Unable to renew certificate - client lacks authorization

Been unable to renew my certificate since I started using it about a year ago. Two times I’ve been able to obtain new ones, but never renewed. Thought I’d finally try to get to the bottom with this.

I’m running nginx 1.6.2 on Raspbian Jessie on a Raspberry Pi.

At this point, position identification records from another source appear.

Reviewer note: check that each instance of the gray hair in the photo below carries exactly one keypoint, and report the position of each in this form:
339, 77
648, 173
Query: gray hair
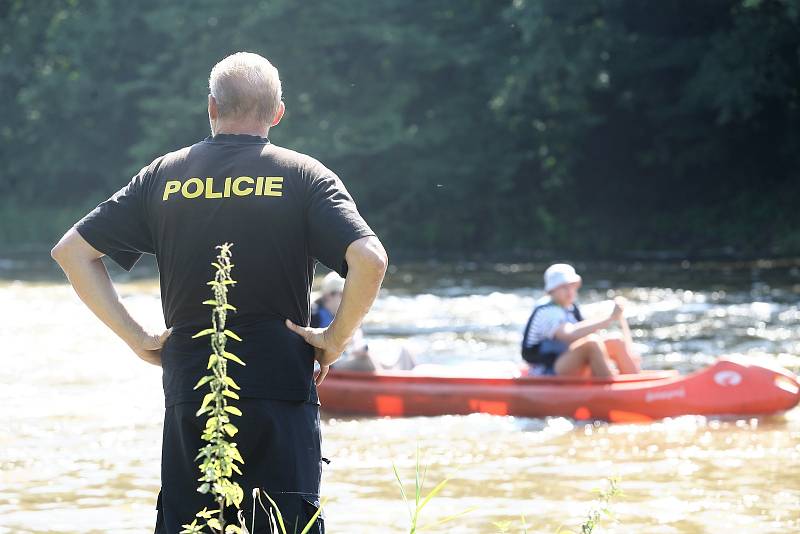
246, 86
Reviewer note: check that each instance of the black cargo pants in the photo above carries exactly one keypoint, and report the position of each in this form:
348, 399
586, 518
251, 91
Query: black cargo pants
280, 444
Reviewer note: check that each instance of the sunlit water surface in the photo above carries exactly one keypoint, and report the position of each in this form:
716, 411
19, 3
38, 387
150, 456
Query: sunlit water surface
81, 440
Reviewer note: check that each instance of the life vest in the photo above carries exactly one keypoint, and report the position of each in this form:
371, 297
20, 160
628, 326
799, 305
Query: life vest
531, 353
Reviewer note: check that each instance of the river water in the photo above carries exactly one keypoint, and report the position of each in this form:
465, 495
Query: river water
80, 446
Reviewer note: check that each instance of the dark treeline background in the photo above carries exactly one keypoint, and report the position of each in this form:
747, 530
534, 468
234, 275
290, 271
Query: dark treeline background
499, 128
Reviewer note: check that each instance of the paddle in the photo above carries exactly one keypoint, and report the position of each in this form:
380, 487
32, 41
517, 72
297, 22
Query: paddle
628, 340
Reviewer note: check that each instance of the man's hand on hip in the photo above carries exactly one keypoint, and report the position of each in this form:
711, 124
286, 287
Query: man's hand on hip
148, 347
326, 350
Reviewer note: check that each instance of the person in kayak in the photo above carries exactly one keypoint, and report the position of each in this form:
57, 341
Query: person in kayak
357, 356
558, 341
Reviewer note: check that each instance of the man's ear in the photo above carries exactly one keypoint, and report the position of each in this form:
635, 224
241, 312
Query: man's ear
279, 114
213, 112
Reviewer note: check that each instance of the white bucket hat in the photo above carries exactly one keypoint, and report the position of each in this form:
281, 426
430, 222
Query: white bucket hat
332, 283
559, 274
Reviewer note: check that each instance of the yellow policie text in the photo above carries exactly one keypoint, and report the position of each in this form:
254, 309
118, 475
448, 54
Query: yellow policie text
242, 186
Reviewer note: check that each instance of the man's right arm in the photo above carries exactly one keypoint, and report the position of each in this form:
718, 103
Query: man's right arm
569, 332
366, 266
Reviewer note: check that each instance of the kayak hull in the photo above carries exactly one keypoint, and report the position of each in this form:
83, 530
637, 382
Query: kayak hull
730, 386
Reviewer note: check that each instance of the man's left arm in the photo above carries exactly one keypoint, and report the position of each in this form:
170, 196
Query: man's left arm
88, 275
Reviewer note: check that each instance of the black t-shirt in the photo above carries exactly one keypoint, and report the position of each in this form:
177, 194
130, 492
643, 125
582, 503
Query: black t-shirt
282, 211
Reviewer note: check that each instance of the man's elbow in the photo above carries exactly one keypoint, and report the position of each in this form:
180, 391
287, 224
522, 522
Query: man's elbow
368, 254
59, 252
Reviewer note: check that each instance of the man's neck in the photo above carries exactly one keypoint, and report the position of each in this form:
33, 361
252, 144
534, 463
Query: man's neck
242, 129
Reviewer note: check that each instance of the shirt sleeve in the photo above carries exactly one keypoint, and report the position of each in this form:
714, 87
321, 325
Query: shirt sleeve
547, 322
118, 227
333, 221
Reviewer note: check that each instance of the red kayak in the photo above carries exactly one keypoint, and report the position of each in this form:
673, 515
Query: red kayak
730, 386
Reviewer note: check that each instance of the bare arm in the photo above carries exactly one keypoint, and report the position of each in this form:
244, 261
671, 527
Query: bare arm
569, 332
88, 275
366, 266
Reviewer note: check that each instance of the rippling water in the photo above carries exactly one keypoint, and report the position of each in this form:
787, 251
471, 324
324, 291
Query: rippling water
80, 449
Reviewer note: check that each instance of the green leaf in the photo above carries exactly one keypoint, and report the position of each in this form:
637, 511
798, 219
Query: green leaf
448, 518
205, 332
313, 517
203, 380
208, 398
231, 383
277, 513
433, 493
231, 334
233, 357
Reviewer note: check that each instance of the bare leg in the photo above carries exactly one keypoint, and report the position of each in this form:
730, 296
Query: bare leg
618, 351
589, 351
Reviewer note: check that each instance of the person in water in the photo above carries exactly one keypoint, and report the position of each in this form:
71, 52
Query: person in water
357, 356
558, 341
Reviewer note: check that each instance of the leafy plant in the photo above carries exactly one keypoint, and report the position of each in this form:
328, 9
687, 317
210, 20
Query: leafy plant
219, 456
419, 501
601, 508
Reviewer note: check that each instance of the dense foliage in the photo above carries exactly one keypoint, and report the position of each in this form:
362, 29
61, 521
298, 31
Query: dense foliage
460, 126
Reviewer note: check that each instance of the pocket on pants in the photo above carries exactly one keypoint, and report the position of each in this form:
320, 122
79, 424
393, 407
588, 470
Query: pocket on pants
312, 511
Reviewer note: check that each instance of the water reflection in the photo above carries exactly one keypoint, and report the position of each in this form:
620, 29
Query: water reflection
81, 447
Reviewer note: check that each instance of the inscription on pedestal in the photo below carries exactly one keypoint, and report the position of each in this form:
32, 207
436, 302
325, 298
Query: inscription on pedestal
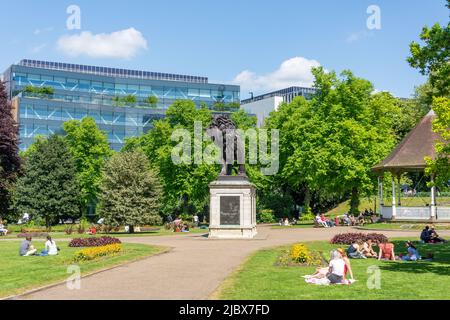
230, 213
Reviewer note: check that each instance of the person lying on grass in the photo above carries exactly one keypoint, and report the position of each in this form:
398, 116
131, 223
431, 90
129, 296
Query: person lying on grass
335, 273
386, 251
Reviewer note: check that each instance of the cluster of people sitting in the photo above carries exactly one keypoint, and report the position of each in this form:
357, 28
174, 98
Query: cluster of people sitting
429, 235
339, 270
27, 249
179, 226
364, 249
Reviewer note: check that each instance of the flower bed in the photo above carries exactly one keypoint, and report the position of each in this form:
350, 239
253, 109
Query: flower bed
299, 255
33, 235
348, 238
93, 242
97, 252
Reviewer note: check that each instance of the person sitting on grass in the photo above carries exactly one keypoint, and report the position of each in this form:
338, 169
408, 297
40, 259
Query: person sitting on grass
336, 269
425, 236
3, 230
354, 251
320, 222
26, 248
348, 267
434, 237
328, 222
352, 220
367, 249
413, 253
386, 251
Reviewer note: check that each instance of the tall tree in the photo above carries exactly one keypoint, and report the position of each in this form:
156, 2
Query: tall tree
9, 153
49, 188
433, 57
130, 191
329, 144
185, 186
90, 149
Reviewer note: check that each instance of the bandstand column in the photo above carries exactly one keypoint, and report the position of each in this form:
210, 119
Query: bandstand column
433, 201
394, 207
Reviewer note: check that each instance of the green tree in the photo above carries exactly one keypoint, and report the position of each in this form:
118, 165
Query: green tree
185, 186
10, 162
90, 148
328, 145
440, 167
49, 188
130, 191
432, 58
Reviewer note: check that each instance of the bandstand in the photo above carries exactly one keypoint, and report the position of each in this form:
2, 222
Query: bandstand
409, 156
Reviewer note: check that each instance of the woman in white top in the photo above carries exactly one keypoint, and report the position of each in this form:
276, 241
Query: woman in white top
50, 247
336, 271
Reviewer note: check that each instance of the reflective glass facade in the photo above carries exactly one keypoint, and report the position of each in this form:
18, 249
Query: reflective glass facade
81, 91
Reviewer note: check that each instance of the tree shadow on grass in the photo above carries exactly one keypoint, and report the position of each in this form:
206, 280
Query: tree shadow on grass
440, 264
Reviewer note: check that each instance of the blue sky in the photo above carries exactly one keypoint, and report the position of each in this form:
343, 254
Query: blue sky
262, 45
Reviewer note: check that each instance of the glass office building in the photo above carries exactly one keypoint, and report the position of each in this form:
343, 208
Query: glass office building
118, 99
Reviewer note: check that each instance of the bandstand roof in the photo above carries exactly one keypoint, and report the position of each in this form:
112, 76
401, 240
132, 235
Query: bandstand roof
410, 154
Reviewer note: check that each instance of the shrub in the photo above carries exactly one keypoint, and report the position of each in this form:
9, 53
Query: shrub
266, 216
93, 242
97, 252
348, 238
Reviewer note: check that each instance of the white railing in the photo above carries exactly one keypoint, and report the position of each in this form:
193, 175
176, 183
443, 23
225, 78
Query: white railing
413, 213
416, 213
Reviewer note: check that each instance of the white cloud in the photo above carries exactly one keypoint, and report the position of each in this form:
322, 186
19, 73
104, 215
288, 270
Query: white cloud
38, 48
292, 72
356, 36
120, 44
37, 32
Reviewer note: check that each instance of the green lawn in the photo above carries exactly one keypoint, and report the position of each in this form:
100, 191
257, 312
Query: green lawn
405, 226
19, 274
259, 279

Running sudo certbot renew --dry-run I get the following output:

Saving debug log to /var/log/letsencrypt/letsencrypt.log

-------------------------------------------------------------------------------
Processing /etc/letsencrypt/renewal/<domain>.conf
-------------------------------------------------------------------------------
Cert is due for renewal, auto-renewing...
Starting new HTTPS connection (1): acme-staging.api.letsencrypt.org
Renewing an existing certificate
Performing the following challenges:
http-01 challenge for <domain>
Waiting for verification...
Cleaning up challenges
Attempting to renew cert from /etc/letsencrypt/renewal/<domain>.conf produced an unexpected error: Failed authorization procedure. <domain> (http-01): urn:acme:error:unauthorized :: The client lacks sufficient authorization :: Invalid response from http://<domain>/.well-known/acme-challenge/a0GEz736YTMbYjSPyZtWd7tXG8fPNeonHcU0zpNRsto: "<!DOCTYPE html>
<html class="ng-csp" data-placeholder-focus="false" lang="en" >
        <head data-requesttoken="OdfXMUAY7BeoAR4BksbCzx". Skipping.
** DRY RUN: simulating 'certbot renew' close to cert expiry
**          (The test certificates below have not been saved.)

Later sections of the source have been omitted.